Meg turned her face away, his smell enfolding her as heat crawled beneath her face. “Did he … pay much mind to other girls?”
“When he first came. ’Till you.” Betsey leaned over to straighten Meg’s pillow. “It was always rightly a puzzlement, though. Why it should be you, when you scarcely ever wore a dress and ne’er did nothin’ to look pretty.”
“Why are you telling me this?”
“On account of Mamma and Papa teachin’ me to be honest, o’ course. I just wanted to know how it was ’twix you and that lordy.” Tossing her braid over her shoulder, she glided from the bed to the door, almost with a dance to her step. She glanced back at Meg with a triumphant grin. “Me and the girls was just wantin’ to know.”
The next morn, Tom brought an all-too-eager Joanie—and Gyb—to the cottage. With her hair covered in a white handkerchief, she set to work scrubbing the windows and dusting the walls, while Tom hooked the rickety old door back on its hinges.

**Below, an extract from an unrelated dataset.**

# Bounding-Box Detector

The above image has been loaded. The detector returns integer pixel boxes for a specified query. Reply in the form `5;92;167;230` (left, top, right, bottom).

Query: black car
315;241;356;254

“Are we going to live here?” Joanie asked once as the kitten chased a baby mouse back into a wall hole.
Tom hadn’t responded.
He didn’t know the answer himself.
By the time the newly cleaned windows turned blue with dusk, Tom’s muscles ached and Joanie lay flat on her back before the empty hearth. Gyb curled on her stomach and the soft purring filled the room like a lullaby.
Tom hammered the last floorboard in place. He spread himself next to Joanie, hands behind his head, and sighed. “I could fish a week straight and not be so cursed sore.”
“You should have waited for Meade to fix the rafters.”
“Meade has better things to do.”
“He would help.”
“For ye, maybe.” Tom laughed, then reached for Gyb. “Here, let me see the wee thing.”
The kitten stretched on Tom’s chest, licked his paw, then settled down again to resume his nap. “Ye were braw help today, lass.”
“I was?”
“Aye. Ye work like Papa.”
“I like work. Mamm says it’s to the soul what rain is to the garden.”
He remembered. While Tom had always disappeared for as many chores as he could, Mamm had still possessed a longsuffering, nurturing look as she hauled him back, made him finish what he started, and reprimanded him with her wisdom.
Papa had not been so patient.
Especially after—
“How come you don’t never talk of them?” Joanie rolled her head to look at Tom. Her cheeks were dusty, her eyes tired, but she had the same look of Mamm. “You never say nothing about home.”